PLAA/UFD-3 regulates P-bodies through its intrinsic disordered domain
- PMID: 40560612
- PMCID: PMC12232612
- DOI: 10.1073/pnas.2427250122
PLAA/UFD-3 regulates P-bodies through its intrinsic disordered domain
Abstract
Regulation of proteome homeostasis is crucial for the survival and adaptation to changing environments for all species. In eukaryotes, this process is finely tuned through regulation at the level of transcription, translation, protein modification, and protein degradation. The phospholipase A2 activating protein (PLAA) is present in all eukaryotes and believed to be a key player in ubiquitin-dependent protein sorting and degradation via its interactions with ubiquitin and/or the AAA+ ATPase, valosin-containing protein (VCP/p97). PLAA's molecular targets and interaction network remain unclear. We used Caenorhabditis elegans and unbiased proteome-scale approaches to investigate neuronal specific interactors of the C. elegans PLAA ortholog UFD-3 (ubiquitin fusion degradation 3), its effect on ubiquitinated proteins, and global protein expression changes in an ufd-3 mutant. We found that PLAA may play a unique role in cytoplasmic messenger ribonucleic acid (mRNA) processing bodies (P-bodies).

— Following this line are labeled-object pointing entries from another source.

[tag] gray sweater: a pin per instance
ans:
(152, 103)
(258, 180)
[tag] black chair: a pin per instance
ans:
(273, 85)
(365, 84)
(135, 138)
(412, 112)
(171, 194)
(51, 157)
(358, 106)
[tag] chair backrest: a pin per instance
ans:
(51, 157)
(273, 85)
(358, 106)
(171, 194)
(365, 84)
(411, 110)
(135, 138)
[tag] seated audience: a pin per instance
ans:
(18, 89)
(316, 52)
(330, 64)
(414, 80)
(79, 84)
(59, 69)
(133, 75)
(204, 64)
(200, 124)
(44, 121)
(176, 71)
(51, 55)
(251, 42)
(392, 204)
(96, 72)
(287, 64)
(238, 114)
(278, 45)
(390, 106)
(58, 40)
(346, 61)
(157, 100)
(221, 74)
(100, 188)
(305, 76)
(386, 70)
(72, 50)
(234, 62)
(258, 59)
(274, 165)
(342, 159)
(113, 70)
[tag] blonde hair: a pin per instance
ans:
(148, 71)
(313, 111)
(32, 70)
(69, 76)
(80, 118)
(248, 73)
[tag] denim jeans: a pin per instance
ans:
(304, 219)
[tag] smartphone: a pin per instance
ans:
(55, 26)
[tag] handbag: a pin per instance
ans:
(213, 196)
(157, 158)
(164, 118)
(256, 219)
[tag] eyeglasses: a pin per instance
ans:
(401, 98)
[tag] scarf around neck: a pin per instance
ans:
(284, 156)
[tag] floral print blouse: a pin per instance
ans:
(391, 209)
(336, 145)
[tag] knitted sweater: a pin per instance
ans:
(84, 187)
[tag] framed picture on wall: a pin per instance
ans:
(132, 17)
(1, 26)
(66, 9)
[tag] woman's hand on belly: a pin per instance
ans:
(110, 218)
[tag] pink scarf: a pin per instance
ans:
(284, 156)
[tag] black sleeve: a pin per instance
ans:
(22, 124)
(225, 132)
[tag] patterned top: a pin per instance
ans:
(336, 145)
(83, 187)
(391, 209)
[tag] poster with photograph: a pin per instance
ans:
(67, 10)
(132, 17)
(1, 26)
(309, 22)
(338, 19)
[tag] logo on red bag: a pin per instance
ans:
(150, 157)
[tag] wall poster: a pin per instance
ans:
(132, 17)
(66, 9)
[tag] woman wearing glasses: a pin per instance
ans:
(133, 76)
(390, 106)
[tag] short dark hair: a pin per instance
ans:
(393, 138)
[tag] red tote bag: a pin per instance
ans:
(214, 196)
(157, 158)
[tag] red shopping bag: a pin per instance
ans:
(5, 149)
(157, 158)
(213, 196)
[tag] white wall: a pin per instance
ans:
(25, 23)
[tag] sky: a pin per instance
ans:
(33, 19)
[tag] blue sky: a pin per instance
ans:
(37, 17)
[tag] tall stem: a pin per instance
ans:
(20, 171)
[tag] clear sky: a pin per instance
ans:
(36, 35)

Using biochemical analysis in vitro and fluorescence imaging in C. elegans, we show that UFD-3 directly interacts with the mRNA decapping complex regulatory subunit DCAP-1. UFD-3's intrinsic disordered region (IDR), which contains conserved amino acid motifs, is important for the recruitment of DCAP-1 to P-bodies. Finally, we show that loss of the IDR does not affect UFD-3's role in sorting ubiquitinated proteins through the multivesicular body pathway. Collectively, our results suggest that UFD-3's role in P-bodies is distinct from its role in the ubiquitin-dependent protein degradation pathway and the IDR is only critical for UFD-3-regulated P-bodies pathways. Thus, PLAA/UFD-3 might regulate the proteome via two distinct pathways: ubiquitinated protein turnover, as well as mRNA regulation through P-bodies.
Keywords: intrinsically disordered reg; mating behavior; protein localization; proteomics; proximity labeling.
Conflict of interest statement
Competing interests statement:The authors declare no competing interest.